The detectives are one of the genre’s truly delicious odd couples. Ana Dolabra, a mysterious older eccentric detective-genius, never leaves her house but sits blindfolded in her room filled with books and puts the clues together. Her wet-behind-the-ears assistant, Din, has to fight skepticism by other officials and his own insecurities, meanwhile navigating the eccentric Ana’s crazy requests and encounters. This is a novel that could have been set on Baker Street but instead inhabits an alien landscape with death by the murderous afore-mentioned tree, horrifying gigantic sea-beasts, and officials magically altered so they can do things like remember every single detail of a scene or even page that their eyes fall upon. This novel is also one of a crop of many recent books with protagonists who deal with disabilities, and Bennett handles the topic very well.

The point-of-view character, Din, is an engaging person with many fears and worries. “Of all the Sublimes who could have been my assistant, why did it have to be the one with a forty-span stick up his ass?” grumbles Din’s perhaps stark raving mad but undeniably brilliant master, Ana. As we settle into Din’s head, though, we realize how much the world misjudges him, and why. There’s a hint of romance, too. The characters are fascinating. The world-building and magic systems are very well-done. And this novel sports my favorite feature, a novel with a sequel but no cliff-hanger ending. The Tainted Cup is a satisfying read all by itself. I feel enticed to read on to the sequel, A Drop of Corruption, Book Two in Bennett’s Shadow of the Leviathan series, but not bludgeoned or tricked into doing so.

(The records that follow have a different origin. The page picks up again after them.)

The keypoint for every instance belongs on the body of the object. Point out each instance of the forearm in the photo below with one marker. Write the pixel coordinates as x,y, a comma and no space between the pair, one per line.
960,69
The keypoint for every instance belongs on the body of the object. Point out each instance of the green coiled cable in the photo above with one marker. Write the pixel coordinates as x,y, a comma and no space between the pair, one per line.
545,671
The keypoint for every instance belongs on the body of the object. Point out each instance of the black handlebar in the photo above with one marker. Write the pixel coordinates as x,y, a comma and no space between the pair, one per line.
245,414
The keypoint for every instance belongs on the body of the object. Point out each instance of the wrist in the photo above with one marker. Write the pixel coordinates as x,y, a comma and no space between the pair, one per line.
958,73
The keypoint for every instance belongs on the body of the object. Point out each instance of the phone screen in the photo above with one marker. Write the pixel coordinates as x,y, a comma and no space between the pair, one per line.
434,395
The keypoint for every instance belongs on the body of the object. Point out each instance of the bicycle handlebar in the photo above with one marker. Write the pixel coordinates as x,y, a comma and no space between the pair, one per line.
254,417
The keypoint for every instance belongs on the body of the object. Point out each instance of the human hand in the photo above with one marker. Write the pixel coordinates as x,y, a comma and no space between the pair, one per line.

Bennett’s novel was also short-listed in the fantasy novels category of the 2025 Locus Awards, although it didn’t win, and it is short-listed in the best novel category for this year’s World Fantasy Awards, to be announced on Nov. 2, 2025. More about both the Locus and World Fantasy Awards in later posts.

The Ministry of Time by Kaliane Bradley (Avid Reader Press, Sceptre)

Find it HERE.

The Ministry of Time was short-listed for both the 2025 Arthur C. Clarke Awards in the novels category, and in the best first novel category for the 2025 Locus Awards.

I reviewed this novel in my posts about this year’s Arthur C. Clarke Awards. Find my review HERE. I should also note that in that review, I entered a wrong link to the novel. I’ve since corrected the error in the earlier post. This post gives you the correct link, too. Apologies!

To summarize very briefly: Bradley’s novel is wonderful, ingenious, and thrilling. I loved it.

GREAT NEWS for lovers of this book! I’m so pleased to see that the BBC has recently created a dramatic series based on The Ministry of Time. Find out more HERE. Also HERE. When can we watchers in the U.S. hope to see it? When? When?? Note: There’s a Spanish HBO series of the same name and roughly the same premise from 2015. Don’t confuse that one with this.